Smallmulti strand cable (can't think of the brand we use)is the only way to go for hoo rigs,unless you want to continuosly re-rig due to kinks that WILL happen from single wire.


----------



## Chris V (Oct 18, 2007)

I pull them on #9-12 singlestrand and 175lb cable although I prefer sevenstrand to cable. The bonito's seem totrack betteron the singlestrand. The drawback to single strand like Eddie pointed out is the re-rigging involved with singlestrand. It usually only lasts one or two fish but re-rigging only takes a few seconds and can be done completely without tools.


----------



## ADRENALINE (May 6, 2008)

> *Freespool (2/7/2010)*
> 
> 
> > *MSYellowfin (2/7/2010)*To me the small twisted wire rigs made specifically for Yozuris are the best. Easy to handle, wont crimp or cut your hand, comes with large swivels on both ends.

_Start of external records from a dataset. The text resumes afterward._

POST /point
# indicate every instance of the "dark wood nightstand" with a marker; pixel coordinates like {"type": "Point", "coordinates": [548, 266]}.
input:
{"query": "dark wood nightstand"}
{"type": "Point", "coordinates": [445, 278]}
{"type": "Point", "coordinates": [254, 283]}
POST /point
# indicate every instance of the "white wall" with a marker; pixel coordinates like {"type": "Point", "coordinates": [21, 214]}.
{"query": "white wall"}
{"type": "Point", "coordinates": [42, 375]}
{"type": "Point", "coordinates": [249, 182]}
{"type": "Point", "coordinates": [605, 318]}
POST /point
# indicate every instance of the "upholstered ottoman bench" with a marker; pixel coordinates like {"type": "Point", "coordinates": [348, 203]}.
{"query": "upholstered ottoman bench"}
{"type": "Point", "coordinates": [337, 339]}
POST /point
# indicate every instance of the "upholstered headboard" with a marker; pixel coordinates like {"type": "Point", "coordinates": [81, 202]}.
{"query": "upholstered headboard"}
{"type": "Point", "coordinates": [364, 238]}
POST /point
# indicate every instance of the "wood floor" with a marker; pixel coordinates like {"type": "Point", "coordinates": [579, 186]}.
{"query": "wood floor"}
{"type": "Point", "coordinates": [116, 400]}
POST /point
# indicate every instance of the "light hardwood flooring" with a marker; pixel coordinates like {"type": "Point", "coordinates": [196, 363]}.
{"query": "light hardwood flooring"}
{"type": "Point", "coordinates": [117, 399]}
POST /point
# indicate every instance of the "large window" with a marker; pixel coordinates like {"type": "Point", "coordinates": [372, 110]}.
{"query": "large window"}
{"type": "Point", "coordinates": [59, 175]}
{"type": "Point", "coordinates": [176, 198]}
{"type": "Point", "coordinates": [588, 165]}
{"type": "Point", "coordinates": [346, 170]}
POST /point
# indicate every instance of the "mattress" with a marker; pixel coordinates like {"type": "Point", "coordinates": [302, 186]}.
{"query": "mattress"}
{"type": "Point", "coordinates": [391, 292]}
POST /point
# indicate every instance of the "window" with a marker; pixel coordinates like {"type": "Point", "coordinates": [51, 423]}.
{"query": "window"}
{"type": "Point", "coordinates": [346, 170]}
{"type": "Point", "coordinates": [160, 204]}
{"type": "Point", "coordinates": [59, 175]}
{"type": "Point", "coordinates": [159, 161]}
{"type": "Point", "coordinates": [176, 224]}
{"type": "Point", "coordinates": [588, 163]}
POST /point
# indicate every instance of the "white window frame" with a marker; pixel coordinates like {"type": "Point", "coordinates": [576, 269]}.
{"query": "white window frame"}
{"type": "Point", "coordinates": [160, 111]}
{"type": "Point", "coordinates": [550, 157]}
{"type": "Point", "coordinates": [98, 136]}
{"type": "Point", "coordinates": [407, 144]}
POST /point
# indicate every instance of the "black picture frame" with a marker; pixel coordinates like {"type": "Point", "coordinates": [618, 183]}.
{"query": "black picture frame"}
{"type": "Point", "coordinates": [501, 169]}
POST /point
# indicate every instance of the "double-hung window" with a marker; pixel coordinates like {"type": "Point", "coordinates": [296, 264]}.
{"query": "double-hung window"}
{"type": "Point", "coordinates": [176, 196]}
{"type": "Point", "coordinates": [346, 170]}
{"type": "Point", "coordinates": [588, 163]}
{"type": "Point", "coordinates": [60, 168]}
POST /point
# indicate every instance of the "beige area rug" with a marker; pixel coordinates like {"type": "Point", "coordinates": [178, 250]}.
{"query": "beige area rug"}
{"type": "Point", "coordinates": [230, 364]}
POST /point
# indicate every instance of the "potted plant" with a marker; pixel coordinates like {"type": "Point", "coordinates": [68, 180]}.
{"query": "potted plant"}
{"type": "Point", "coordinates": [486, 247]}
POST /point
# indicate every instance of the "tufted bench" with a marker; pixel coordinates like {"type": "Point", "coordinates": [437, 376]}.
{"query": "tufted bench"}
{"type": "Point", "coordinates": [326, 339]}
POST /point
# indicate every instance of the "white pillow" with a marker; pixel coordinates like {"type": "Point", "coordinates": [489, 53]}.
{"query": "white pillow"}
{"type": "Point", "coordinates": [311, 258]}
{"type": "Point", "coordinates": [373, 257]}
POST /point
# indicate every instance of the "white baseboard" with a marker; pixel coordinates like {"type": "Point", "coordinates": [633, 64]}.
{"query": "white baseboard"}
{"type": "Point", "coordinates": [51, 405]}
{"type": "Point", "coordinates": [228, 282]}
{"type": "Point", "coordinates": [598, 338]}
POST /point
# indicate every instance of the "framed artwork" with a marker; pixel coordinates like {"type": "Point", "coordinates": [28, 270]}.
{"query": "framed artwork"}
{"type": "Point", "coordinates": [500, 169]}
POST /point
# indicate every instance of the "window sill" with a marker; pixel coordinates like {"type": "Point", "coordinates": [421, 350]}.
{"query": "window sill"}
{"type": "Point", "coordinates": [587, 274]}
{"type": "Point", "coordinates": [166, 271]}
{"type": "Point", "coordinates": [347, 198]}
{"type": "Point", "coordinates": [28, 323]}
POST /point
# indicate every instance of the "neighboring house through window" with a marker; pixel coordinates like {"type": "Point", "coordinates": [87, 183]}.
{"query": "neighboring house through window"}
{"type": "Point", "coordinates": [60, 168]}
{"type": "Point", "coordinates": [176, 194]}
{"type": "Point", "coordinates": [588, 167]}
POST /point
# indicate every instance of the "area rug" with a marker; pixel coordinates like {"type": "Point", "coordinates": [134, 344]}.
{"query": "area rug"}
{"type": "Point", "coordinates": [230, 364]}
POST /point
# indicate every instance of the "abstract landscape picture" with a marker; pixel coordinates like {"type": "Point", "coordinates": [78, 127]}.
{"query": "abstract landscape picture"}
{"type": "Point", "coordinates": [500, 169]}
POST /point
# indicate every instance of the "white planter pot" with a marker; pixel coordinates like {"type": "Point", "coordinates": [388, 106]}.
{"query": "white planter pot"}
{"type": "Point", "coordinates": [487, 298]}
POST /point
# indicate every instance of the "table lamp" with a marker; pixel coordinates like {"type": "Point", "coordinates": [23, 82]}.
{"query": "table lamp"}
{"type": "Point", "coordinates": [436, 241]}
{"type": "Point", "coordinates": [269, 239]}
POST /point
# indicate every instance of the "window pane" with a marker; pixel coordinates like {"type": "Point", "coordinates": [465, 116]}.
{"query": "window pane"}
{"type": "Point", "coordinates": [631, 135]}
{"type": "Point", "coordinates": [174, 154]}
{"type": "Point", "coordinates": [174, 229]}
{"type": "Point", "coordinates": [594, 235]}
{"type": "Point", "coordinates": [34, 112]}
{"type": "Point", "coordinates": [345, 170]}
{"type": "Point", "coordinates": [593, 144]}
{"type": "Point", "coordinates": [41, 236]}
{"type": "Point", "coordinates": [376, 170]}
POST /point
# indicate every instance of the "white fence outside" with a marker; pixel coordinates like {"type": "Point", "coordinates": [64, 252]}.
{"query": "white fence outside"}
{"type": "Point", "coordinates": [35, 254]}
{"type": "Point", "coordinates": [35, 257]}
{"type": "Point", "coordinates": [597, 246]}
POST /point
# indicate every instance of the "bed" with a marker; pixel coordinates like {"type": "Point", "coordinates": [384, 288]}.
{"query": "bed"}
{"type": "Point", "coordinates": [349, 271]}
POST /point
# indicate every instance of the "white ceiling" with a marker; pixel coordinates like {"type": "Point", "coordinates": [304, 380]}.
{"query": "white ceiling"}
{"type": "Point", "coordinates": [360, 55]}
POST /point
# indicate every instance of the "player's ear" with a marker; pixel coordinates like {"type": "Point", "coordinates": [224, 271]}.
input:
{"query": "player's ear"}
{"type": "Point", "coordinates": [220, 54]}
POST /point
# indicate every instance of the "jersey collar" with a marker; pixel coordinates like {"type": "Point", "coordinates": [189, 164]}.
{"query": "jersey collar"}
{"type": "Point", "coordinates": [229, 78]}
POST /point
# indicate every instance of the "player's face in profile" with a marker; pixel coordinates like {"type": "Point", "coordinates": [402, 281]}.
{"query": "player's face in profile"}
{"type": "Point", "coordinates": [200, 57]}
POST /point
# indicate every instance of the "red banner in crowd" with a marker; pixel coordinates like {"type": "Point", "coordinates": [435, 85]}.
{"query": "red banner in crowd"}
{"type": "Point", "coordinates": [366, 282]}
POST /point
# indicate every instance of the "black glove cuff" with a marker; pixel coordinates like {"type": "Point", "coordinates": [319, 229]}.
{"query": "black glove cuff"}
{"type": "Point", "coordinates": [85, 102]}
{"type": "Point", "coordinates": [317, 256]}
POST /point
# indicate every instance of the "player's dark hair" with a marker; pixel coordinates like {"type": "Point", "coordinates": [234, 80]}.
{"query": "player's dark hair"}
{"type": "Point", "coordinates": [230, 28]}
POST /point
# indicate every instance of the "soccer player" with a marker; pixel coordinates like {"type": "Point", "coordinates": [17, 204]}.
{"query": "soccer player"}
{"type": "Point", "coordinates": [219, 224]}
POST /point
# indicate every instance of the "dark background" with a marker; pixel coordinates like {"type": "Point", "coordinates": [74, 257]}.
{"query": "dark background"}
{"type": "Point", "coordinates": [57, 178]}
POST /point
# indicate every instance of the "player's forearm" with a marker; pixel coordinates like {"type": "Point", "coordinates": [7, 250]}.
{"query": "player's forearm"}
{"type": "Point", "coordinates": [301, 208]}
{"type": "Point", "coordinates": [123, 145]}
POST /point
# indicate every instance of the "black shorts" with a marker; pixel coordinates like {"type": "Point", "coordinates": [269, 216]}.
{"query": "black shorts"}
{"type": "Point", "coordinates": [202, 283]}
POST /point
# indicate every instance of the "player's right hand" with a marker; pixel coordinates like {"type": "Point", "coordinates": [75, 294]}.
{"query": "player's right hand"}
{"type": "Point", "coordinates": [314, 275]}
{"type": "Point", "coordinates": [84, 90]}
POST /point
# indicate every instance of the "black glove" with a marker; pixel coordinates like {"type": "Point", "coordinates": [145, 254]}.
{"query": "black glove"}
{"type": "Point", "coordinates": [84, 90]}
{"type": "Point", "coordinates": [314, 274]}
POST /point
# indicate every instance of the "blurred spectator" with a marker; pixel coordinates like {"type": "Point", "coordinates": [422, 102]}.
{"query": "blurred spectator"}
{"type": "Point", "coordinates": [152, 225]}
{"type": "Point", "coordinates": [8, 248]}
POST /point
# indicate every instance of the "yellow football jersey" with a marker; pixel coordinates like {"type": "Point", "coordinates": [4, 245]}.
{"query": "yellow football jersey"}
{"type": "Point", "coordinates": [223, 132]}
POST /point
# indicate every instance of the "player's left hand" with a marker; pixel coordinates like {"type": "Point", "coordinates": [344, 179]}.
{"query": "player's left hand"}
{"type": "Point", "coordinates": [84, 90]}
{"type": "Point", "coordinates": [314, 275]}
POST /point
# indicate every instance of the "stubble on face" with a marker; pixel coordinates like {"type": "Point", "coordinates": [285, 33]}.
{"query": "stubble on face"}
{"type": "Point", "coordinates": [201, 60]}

I bought mine from Melton's but you can get them anywhere.
> ...


Roger that!! Big +1. Learned that lesson the hard way:banghead:banghead:banghead


----------



## Travis Gill (Oct 6, 2007)

Better yet start wire line fishing!


----------



## Chris V (Oct 18, 2007)

> *Freespool (2/7/2010)*Better yet start wire line fishing!


I'm with ya on this one. I love wire line trolling and while some say its not sporting I have to disagree. Theres no doubt about it that wire line trolling has killed a lot of gulf wahoo.


----------



## Travis Gill (Oct 6, 2007)

Yes it has! Many a big hooter has fallen victim to a 9/0 packed with wire line behind a charter boat! Too bad you cant do it in tournaments


----------